By succeeding in obtaining the commission award, Kelly automatically became eligible under the Illinois Sales Representative Act to recover his attorneys’ fees from McGraw.  In contrast to Kelly, who was “meticulous in identifying the fees applicable to those unpaid commissions in this multicount, multiclaim case,” McGraw “has put forth a series of untenable arguments reminiscent of the Russian defense of Stalingrad in World War II, reluctantly retreating one figurative street at a time as its successive arguments have been exposed as meritless.”
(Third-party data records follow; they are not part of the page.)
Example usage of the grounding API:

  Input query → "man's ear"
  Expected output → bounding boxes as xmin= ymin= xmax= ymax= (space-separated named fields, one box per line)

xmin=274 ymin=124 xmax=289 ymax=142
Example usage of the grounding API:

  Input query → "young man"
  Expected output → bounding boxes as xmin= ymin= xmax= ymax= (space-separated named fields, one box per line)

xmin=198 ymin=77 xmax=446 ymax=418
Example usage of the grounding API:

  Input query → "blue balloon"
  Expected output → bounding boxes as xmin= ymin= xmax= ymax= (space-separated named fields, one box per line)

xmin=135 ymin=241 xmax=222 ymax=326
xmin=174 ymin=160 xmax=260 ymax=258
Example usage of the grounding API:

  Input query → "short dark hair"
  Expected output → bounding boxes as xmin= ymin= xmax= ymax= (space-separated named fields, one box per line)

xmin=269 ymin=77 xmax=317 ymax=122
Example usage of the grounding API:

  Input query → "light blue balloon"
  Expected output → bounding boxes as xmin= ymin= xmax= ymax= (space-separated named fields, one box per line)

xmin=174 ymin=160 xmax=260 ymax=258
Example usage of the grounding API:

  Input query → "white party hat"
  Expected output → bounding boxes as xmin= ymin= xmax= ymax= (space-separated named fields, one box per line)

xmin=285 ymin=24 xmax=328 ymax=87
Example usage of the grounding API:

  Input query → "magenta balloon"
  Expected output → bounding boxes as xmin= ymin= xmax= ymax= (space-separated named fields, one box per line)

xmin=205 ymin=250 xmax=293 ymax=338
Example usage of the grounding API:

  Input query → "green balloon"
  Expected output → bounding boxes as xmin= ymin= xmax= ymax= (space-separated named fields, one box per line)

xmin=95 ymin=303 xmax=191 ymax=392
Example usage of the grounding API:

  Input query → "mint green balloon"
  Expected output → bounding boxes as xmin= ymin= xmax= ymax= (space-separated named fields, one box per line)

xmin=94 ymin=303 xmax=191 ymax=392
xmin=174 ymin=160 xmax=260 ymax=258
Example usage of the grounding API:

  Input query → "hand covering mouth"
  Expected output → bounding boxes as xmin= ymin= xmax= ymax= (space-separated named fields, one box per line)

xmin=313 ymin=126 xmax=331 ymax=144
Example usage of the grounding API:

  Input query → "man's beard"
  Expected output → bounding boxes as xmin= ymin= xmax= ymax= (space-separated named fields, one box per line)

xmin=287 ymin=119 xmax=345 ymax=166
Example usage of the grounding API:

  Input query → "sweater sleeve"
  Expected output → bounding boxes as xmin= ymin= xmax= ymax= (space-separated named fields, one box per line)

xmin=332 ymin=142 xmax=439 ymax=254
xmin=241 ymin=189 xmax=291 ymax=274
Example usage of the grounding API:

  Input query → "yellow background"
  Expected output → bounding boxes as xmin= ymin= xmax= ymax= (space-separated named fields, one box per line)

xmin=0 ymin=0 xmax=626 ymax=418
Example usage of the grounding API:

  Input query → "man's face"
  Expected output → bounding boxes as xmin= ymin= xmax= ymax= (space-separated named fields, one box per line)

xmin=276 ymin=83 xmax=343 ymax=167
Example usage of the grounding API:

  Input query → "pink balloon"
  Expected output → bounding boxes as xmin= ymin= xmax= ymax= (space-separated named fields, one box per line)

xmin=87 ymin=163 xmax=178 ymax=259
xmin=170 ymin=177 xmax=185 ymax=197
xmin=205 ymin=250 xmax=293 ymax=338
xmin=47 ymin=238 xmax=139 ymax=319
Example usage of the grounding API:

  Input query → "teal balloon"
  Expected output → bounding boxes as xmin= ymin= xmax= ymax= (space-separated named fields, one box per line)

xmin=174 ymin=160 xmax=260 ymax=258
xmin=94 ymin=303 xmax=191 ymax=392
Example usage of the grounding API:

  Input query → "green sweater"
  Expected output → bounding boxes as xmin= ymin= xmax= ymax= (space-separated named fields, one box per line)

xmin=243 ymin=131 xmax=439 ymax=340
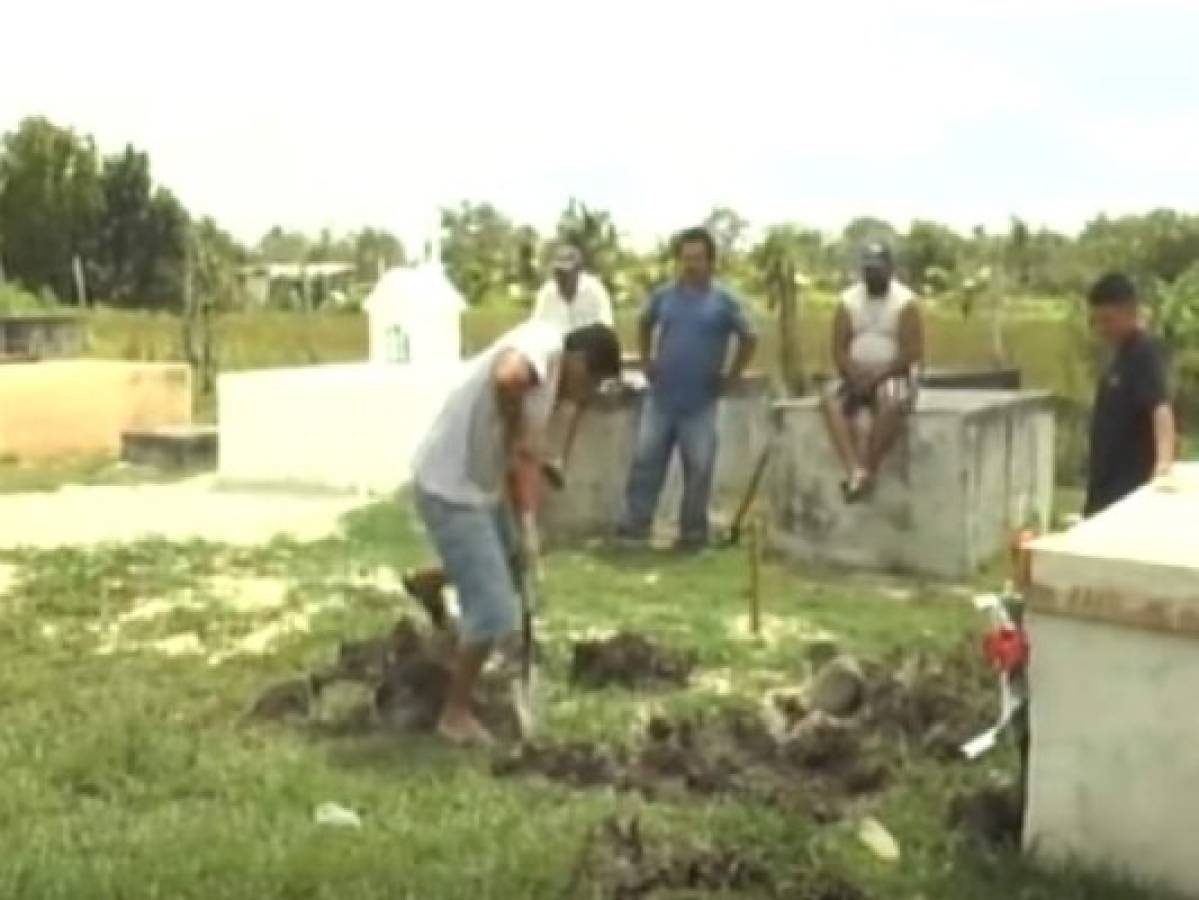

McGraw’s initial attempt “to slice and dice the individual [billing] entries to generate a minimalist figure does it no credit.”  It subsequent efforts “to wield a meat cleaver to hack away at Kelly’s claim are even more troubling, for it proffers arguments that do serious damage to its overall credibility.”  The court awarded Kelly the full amount of fees sought, and tacked on the requested expenses, boosting Kelly’s recovery by another $230,000.  At the same time, the court rejected the “arbitrariness” of McGraw’s alternative approach as “unsupportable in any reasonable and rational terms.”

Takeaway

            McGraw’s failure to honor its contract with a longtime, highly successful independent sales representative proved indefensible in the end, and the efforts of McGraw’s legal team to devise rationalizations for the conduct bordered on vindictive.  As a result, McGraw faced unusually scathing criticism from the seasoned federal judge, who also awarded the rep all legal fees sought in compensation for his recovery efforts.  Equally hard-hitting court decisions may well await other principals who withhold commissions, a sales rep’s lifeblood, for equally petty or arbitrary reasons.